Une deuxième critique porte sur la définition du type de participation en question. Selon cette perspective, la participation désactive et désarme le sens critique des citoyens à l’égard des travers et des injustices des sociétés contemporaines. Participer stimule certes des opérations et des activités politiques en termes de débat, de discussion, de problématisation. Toutefois, la participation a tendance à renforcer l’adhésion aux institutions et au monde tel qu’il est sans suffisamment contribuer à nourrir une volonté et une capacité de le changer. On pourrait ici situer les travaux plus récents de Luc Boltanski (2009), attentifs au fait que les épreuves de notre société renforcent souvent l’état des rapports de force bien plus qu’elles ne les infléchissent. Pour résumer de manière schématique une telle critique, que l’on trouve également chez d’autres auteurs (Gaxie, 2008 : 300), la participation définit et contient une version bien trop limitée du sens critique. En guise de réponse, on peut citer l’argument de Young qui, comme d’autres, a tenté d’élargir le spectre de la participation à des formes de contestation et de dénonciation renouant alors nettement avec une visée critique plus affermie :

Fortunately, nongovernmental organizations frequently stage short- and long-term deliberative processes, some of which have contributed to social change, and their potential to do so remains. Usually they combine deliberative meetings with less deliberative actions of public protest, and this is usually instrumental in their success. In my opinion, deliberation should not be considered an alternative to street demonstration, guerilla theater, sit-ins, nonviolent actions of civil disobedience, and boycotts, but as part of or complementary to them.

Young, cité dans Fung, 2004 : 51

Une telle démarche soulignant l’intérêt de penser la continuité des formes de l’action et des formats de la critique semble moins fréquemment adoptée au sein de la littérature francophone, à quelques exceptions près (dont Neveu, 2011 ; et Blatrix, 2001).

Une troisième critique approche les limites du modèle anthropologique sous-jacent à la participation ; il s’agit du type de capacités requises pour prendre une part satisfaisante à ces formes renouvelées de coopération et de coordination plus ou moins conflictuelles. La participation suppose, en bref, un modèle anthropologique particulièrement exigeant, à savoir un public doté d’un large éventail de compétences et de capacités d’action, de jugement, d’analyse et de mise en perspective déjà bien aiguisées. Un des travers pointés par cette critique se situe dès lors dans la mise au jour d’une série de capacités considérées comme évidentes et partagées par tous dès qu’il s’agit de participer.

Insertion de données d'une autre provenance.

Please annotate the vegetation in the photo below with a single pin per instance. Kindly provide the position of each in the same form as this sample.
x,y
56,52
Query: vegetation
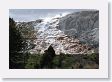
x,y
19,58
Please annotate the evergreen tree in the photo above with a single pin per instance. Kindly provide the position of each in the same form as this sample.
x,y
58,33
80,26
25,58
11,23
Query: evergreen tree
x,y
16,46
47,58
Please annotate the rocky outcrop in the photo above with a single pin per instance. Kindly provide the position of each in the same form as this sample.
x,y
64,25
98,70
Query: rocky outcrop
x,y
83,25
75,33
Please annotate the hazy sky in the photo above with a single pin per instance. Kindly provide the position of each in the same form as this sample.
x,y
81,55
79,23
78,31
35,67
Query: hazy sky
x,y
34,14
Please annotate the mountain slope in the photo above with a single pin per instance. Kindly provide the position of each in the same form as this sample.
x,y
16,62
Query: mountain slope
x,y
71,34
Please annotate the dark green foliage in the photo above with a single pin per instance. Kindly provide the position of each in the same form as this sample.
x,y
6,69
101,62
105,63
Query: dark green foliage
x,y
33,61
46,61
16,46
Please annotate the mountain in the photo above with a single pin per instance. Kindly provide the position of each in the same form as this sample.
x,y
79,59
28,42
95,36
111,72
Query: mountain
x,y
72,33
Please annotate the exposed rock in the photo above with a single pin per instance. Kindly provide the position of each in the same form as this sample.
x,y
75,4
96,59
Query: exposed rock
x,y
74,33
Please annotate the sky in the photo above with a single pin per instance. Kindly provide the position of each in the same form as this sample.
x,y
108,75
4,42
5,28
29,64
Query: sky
x,y
34,14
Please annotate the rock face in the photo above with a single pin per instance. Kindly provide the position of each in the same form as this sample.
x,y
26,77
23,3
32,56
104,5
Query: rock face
x,y
74,33
82,25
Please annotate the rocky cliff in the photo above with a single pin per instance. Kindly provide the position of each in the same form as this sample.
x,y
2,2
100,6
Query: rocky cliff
x,y
74,33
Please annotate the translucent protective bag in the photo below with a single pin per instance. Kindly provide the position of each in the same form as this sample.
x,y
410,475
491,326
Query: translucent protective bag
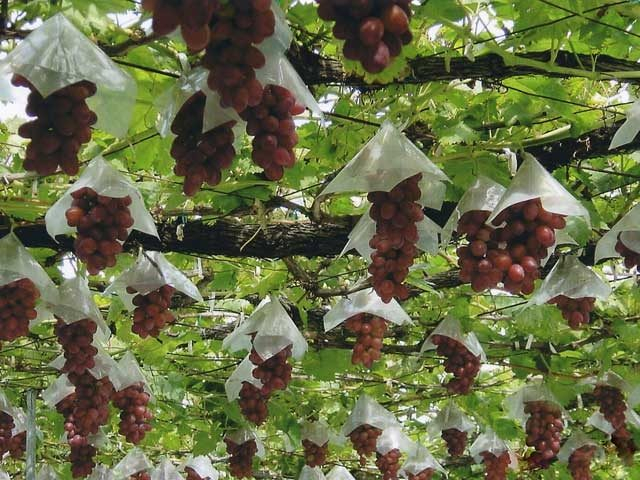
x,y
105,180
368,411
365,301
629,230
273,328
571,278
150,272
57,54
450,327
533,181
134,462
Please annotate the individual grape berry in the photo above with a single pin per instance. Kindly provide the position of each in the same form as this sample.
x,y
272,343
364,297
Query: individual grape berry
x,y
102,223
364,440
396,214
456,441
574,310
459,361
17,308
62,125
369,330
152,313
200,157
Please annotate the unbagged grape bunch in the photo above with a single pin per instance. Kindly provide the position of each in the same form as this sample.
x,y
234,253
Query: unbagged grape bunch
x,y
369,330
17,308
459,361
364,440
580,462
63,123
574,310
456,441
495,467
240,462
544,428
135,415
102,223
271,124
374,30
152,313
200,157
396,214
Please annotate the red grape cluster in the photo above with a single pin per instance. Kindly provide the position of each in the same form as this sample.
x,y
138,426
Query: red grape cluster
x,y
152,312
63,123
315,455
200,157
364,440
232,58
101,222
574,310
544,428
271,124
134,413
580,462
374,31
241,460
495,467
456,441
459,361
396,214
369,330
389,464
17,308
76,339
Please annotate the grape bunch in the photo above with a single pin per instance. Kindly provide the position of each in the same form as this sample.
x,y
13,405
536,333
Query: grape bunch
x,y
495,467
369,330
241,460
544,428
76,340
62,125
271,124
374,31
574,310
389,464
17,308
102,223
459,361
364,440
396,214
231,56
580,462
135,415
315,455
152,312
200,157
456,441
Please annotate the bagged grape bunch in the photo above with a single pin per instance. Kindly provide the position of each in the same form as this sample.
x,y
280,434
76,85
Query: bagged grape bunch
x,y
101,208
622,240
573,288
242,446
453,426
374,32
365,424
26,291
146,289
525,224
366,316
400,180
495,454
541,416
463,354
74,87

Qu’on nous permette une brève digression pour mieux saisir cette critique. À l’une de nos questions[6] sur les attentes, les conditions et les exigences fortes pesant sur les patients désireux de s’engager dans les dispositifs participatifs du domaine sanitaire, la réponse d’une intervenante issue du monde associatif, lors d’une table ronde à Paris sur « la démocratie sanitaire », a littéralement fusé : « Nous sommes des professionnels. Nous avons des comptes à rendre. Nous avons des défis à relever. On ne peut pas se permettre dans ces conditions de faire des faux-pas. Il faut que chacun comprenne dans quoi il s’engage. S’il n’est pas d’accord avec les règles, il n’est pas obligé de s’engager. » Tout en précisant la réelle pression à la managérialisation et à la professionnalisation de la participation, cette illustration souligne que le format qui est celui de la participation reste bien souvent peu accueillant à l’égard des savoirs, des expériences, des connaissances[7] à partir desquels les publics s’engagent dans ces arènes et assemblées participatives. Dans le sillage des travaux de Laurent Thévenot (2006), il est possible d’épingler un ensemble d’enquêtes ethnographiques (dont celle de Julien Charles, 2012), qui renouvellent la critique de la participation et de ses dispositifs en creusant à la fois le défaut de pluralisme à l’égard des différentes manières de concevoir et de vivre la participation et le caractère très limitatif et éprouvant de ce modèle anthropologique. Le texte de Louise Carlier dans le présent numéro aborde de front cette problématique.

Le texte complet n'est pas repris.